Do you think it is necessary to add SaveMode for Delete, Update, and Upsert? Such as:
- SaveMode.Delete
- SaveMode.Update
- SaveMode.Upsert
referring to the code: JdbcRelationProvider.scala
I've analyzed its code for SaveTable: JdbcUtils.scala, and think it is easy to extend current insert implementation with delete, update, and merge statements, e.g.:
def getDeleteStatement(table: String, rddSchema: StructType, dialect: JdbcDialect): String = {
val columns = rddSchema.fields.map(x => dialect.quoteIdentifier(x.name) + "=?").mkString(" AND ")
s"DELETE FROM ${table.toUpperCase} WHERE $columns"
}
def getUpdateStatement(table: String, rddSchema: StructType, priKeys: Seq[String], dialect: JdbcDialect): String = {
val fullCols = rddSchema.fields.map(x => dialect.quoteIdentifier(x.name))
val priCols = priKeys.map(dialect.quoteIdentifier(_))
val columns = (fullCols diff priCols).map(_ + "=?").mkString(",")
val cnditns = priCols.map(_ + "=?").mkString(" AND ")
s"UPDATE ${table.toUpperCase} SET $columns WHERE $cnditns"
}
def getMergeStatement(table: String, rddSchema: StructType, priKeys: Seq[String], dialect: JdbcDialect): String = {
val fullCols = rddSchema.fields.map(x => dialect.quoteIdentifier(x.name))
val priCols = priKeys.map(dialect.quoteIdentifier(_))
val nrmCols = fullCols diff priCols
val fullPart = fullCols.map(c => s"${dialect.quoteIdentifier("SRC")}.$c").mkString(",")
val priPart = priCols.map(c => s"${dialect.quoteIdentifier("TGT")}.$c=${dialect.quoteIdentifier("SRC")}.$c").mkString(" AND ")
val nrmPart = nrmCols.map(c => s"$c=${dialect.quoteIdentifier("SRC")}.$c").mkString(",")
val columns = fullCols.mkString(",")
val placeholders = fullCols.map(_ => "?").mkString(",")

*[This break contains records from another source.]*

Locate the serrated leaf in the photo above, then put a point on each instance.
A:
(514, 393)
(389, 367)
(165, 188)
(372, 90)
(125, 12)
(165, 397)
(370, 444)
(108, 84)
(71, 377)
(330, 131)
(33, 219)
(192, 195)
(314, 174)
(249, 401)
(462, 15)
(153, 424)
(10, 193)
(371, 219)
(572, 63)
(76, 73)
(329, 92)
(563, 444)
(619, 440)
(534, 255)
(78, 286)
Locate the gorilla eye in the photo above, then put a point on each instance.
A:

s"MERGE INTO ${table.toUpperCase} AS ${dialect.quoteIdentifier("TGT")} " +
s"USING TABLE(VALUES($placeholders)) " +
s"AS ${dialect.quoteIdentifier("SRC")}($columns) " +
s"ON $priPart " +
s"WHEN NOT MATCHED THEN INSERT ($columns) VALUES ($fullPart) " +
s"WHEN MATCHED THEN UPDATE SET $nrmPart"
}
The only extra thing is that we need provide primary keys for them, and they could call the same savePartition function just replacing insertStmt with runningStmt covering all insert/delete/update/merge.
def savePartition(
getConnection: () => Connection,
table: String,
iterator: Iterator[Row],
rddSchema: StructType,
insertStmt: String,
batchSize: Int,
dialect: JdbcDialect,
isolationLevel: Int,
options: JDBCOptions): Iterator[Byte]